Otro medio de nombrar a un hijo era recurrir al solemne estilo de Homero. Con el sufijo –ιδης añadido a un nombre, normalmente al del padre o algún ancestro, se formaba el patronímico de alguien. Así, alguien muy redicho o pijo, podía estar tentado de ponerle a su hijo un nombre como el de los héroes de la Ilíada: Πηλειδης, hijo de Peleo, o sea, Aquiles; Λαερτιαδης, hijo de Laertes, o sea, Ulises; Ἀτρειδης, hijo de Atreo, o sea, Agamenón (o Menelao).

En cuanto a las mujeres, la cosa funcionaba aproximadamente igual. En su caso, no obstante, para apodos, se podían escoger NOMBRES HIPOCORÍSTICOS con referencias a cosas más delicadas: véase, por ejemplo, la Μυρρινη de la comedia Lisístrata, cuyo nombre significa Mirto. Otros nombres delicados de mujer: Γλυκερα (Dulce), Ἡδιστη (Dulcísima), Ἀσπασια (Cariñosa). Una tal Φιλαινίς (Amorosilla), hetera del siglo IV a.C., fue autora de un manual sobre la seducción, el noviazgo y el sexo. También fue famosa la hetera Λαις (Botín). Entre dichos nombres también se pueden colar los de animales. Fue famosa, por ejemplo, Φρυνη (Sapo), la más hermosa de las heteras.


En la misma onda hipocorística, fue mecanismo aceptable también el uso para las mujeres del diminutivo, pero no solo, sino reforzado por el empleo del género neutro. Es decir, podía darse el caso de que, frente a un hombre de nombre con sufijo masculino Ἀριστ-ιων (El Mejorcito), a una mujer se la llamaría con el correspondiente sufijo neutro Ἀριστ-ιον (“La Cosita mejor”). Otras opciones: Mικριον (Cosita pequeñita), etc. 

Fue moda en época clásica inventarse el nombre del hijo recurriendo a un compuesto de dos raíces. Así, Λυσι-στρατη es “La que disuelve los ejércitos”, mientras que Κλεο-πατρα, la reina griega de Egipto,  era “La gloria de su padre”.
Por supuesto, ocurría lo mismo con los nombres masculinos. El héroe Heracles, era, por su parte, “La gloria de Hera”; cosa curiosa, tomar tu nombre a partir de tu mayor archienemiga.

Date cuenta, hasta aquí, de que era muy usual tener en Grecia un NOMBRE PARLANTE; es decir, que tu nombre significara algo, un concepto reconocible. Hoy, no es tan común. ¿Quién sabe o piensa hoy en lo que significa David, Roberto, Rocío, Inés, Marta, Alvin o Mireya?

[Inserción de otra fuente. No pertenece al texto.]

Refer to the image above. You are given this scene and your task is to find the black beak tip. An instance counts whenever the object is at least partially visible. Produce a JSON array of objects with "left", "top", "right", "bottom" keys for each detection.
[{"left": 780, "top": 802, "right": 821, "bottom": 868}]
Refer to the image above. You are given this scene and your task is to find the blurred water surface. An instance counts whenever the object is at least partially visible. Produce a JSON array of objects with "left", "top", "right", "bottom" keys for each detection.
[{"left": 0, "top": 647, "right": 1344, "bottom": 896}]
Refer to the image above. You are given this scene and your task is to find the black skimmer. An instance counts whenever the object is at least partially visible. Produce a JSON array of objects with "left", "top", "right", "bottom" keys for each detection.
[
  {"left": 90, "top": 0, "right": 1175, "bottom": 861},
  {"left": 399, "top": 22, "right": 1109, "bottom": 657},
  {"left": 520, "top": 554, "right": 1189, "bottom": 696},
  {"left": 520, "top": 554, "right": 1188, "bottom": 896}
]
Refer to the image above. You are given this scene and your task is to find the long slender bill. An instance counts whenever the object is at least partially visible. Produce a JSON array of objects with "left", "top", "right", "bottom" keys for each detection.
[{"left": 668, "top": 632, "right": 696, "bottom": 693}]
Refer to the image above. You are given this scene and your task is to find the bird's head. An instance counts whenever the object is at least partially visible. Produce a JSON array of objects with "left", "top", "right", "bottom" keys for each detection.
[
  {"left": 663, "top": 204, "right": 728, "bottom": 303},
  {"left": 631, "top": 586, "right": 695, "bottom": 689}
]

Otro rasgo curioso es la abundancia de nombres femeninos terminados en –ω: Ψαπφω (la poetisa Safo), Λαμπιθω (Lámpito, personaje de la Lisístrata), etc.

También fue común el empleo de los nombres de divinidades (teofóricos), tanto en mujeres como en varones. Por ejemplo, Δημητρια (Demetria) a partir de Δημητηρ, ο Ἀρτεμισια a partir de Αρτεμις, la diosa cazadora. Se evitaban, eso sí, los nombres divinos de mal agüero, como Πλουτων (el dios del Hades), etc.

A un niño se le solía poner el nombre en el décimo día del mes, Δεκατη ἡμερα (el día décimo), en las ANFIDROMÍAS (τα Ἀμφιδρομια). Se hacía una comida de presentación en sociedad, que significaba reconocimiento de paternidad del niño. Y la cosa era tan tarde para comprobar que el niño era un espécimen destinado a sobrevivir.